Catherine raked her memory, turning up what she had heard about Gottlieb at the scene. "He was fired recently, a couple of months ago. I'm not sure on what grounds. Then a few weeks ago, he was re-hired, put back in his old position. Apparently, some of the other people on the staff were unhappy about that. As, presumably, would be whoever had the job in his absence.'

Wendy nodded along. "And screwing the boss's daughter…"

"He wouldn't be the first guy to advance his career that way."

"Probably not the first guy to end his that way, either," Wendy pointed out.

"True. Whatever happened, there seems to have been a reconciliation between him and Helena Cameron. When I was there, he seemed genuinely concerned for her well-being."

"Wouldn't you be, if she was your meal ticket?"

"Well, of course. But it can go beyond that, too. Maybe he really does care for Daria and her mother."

"In different ways, let's hope."

"Oh," Catherine said, making an involuntary grimace. "Yes, let's hope that. Very strongly."

*

Greg was on his way to his office when he saw Wendy coming out of Catherine's with a sheet of paper in her hands. "Wendy," he said. "Just who I was looking for."

"You were? I can usually be found in the DNA lab. Which is, you know, next to your office."

Greg tugged his collar away from his neck. He felt as if he needed a shower after spending time in that filthy tent. More than a shower, a whole series of them, increasingly hotter and more sterile, until his entire outer layer of skin was burned off. "Okay, I just got back. But I was going to go looking for you in a minute."

She walked with him toward the DNA lab and his shared office. "What for?"

"I have something that needs analysis, stat."

"Is it evidence?'

"I think so."

"Log it in with the evidence clerk, and he'll bring it to me."

Greg stopped in his tracks, stared at her, then realized she was joking. The evidence clerk was in his office so seldom that Greg had a hard time remembering what he looked like. Maybe they didn't have one at all. Maybe he'd been fired as a cost-cutting measure. That's an excellent idea, Greg thought. That one's going in the suggestion box. Even if it's already happened. "That's very funny," he said. "Do you want it now, or should I bring it to the lab?"

"What is it?"

"Fingernails."

"Without fingers attached?"

"Just the nails."

"Eew. Bring them to the lab."

"They're strange."

"Besides being disembodied, how strange can fingernails be?"
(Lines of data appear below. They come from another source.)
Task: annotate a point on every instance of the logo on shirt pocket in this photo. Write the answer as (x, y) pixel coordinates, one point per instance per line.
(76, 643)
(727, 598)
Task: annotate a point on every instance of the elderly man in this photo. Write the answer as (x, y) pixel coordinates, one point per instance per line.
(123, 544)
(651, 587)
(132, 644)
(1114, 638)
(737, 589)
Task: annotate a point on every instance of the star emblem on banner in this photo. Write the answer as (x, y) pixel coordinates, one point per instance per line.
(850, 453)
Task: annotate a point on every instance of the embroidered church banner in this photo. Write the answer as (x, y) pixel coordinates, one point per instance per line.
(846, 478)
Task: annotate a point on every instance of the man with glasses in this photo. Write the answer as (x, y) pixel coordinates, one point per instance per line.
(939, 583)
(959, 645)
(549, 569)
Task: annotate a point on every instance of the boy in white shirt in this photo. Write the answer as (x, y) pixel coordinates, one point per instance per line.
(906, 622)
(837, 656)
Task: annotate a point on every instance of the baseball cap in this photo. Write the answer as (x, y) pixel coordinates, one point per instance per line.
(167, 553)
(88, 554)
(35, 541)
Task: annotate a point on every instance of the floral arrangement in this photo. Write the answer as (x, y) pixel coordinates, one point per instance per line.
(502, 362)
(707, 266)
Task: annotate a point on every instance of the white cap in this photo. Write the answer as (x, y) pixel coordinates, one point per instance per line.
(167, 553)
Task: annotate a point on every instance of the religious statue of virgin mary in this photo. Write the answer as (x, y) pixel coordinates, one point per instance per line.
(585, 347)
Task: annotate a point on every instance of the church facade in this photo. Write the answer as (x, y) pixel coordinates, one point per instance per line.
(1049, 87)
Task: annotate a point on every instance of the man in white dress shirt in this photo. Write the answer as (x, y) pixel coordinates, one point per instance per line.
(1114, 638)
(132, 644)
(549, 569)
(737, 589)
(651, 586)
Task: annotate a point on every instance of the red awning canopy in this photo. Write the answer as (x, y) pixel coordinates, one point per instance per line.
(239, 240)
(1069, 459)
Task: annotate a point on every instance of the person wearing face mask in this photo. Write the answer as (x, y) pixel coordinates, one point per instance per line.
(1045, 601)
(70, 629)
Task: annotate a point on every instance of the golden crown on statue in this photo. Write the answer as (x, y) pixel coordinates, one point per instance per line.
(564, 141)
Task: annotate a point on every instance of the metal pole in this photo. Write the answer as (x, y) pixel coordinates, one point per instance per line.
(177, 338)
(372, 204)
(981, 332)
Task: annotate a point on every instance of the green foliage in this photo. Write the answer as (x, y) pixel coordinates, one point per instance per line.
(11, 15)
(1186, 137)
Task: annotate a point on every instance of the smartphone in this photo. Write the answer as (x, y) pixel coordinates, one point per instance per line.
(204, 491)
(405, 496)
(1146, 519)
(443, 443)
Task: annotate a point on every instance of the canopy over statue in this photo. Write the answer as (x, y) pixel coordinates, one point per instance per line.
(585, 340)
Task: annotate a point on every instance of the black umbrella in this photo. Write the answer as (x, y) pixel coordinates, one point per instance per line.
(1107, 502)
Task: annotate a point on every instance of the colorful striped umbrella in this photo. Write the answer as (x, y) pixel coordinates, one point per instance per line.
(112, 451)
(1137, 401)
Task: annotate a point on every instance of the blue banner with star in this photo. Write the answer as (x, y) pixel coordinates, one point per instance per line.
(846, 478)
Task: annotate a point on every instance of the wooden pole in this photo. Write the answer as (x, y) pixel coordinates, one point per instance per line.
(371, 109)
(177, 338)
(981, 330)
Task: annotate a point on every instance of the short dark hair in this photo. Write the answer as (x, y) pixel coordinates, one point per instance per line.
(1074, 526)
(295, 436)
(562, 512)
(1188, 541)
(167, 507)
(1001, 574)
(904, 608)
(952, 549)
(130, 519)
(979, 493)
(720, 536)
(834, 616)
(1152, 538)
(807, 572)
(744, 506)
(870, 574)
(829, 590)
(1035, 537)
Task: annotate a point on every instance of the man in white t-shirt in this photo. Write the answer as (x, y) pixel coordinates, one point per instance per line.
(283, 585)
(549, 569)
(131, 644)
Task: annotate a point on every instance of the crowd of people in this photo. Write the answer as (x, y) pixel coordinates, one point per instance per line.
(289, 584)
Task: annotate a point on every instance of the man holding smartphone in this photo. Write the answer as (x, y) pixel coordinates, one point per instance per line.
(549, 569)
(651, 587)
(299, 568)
"These are strange," Greg said again. The paper scraps in the tent belonging to the man called Crackers had been almost geologically layered, like the Grand Canyon. But he had found the finger nails and some long, fine, straight hairs right on top, along with shorter brown hairs that he thought be longed to Crackers himself. He didn't know if they meant anything other than that someone had visited Crackers sometime in the relatively recent past. But at this point, he would take any clue he could find that might point to someone who could identify the dead man. "They're actually pieces of nails. They're very brittle. And they have these weird yellowish-white longitudinal lines running through them."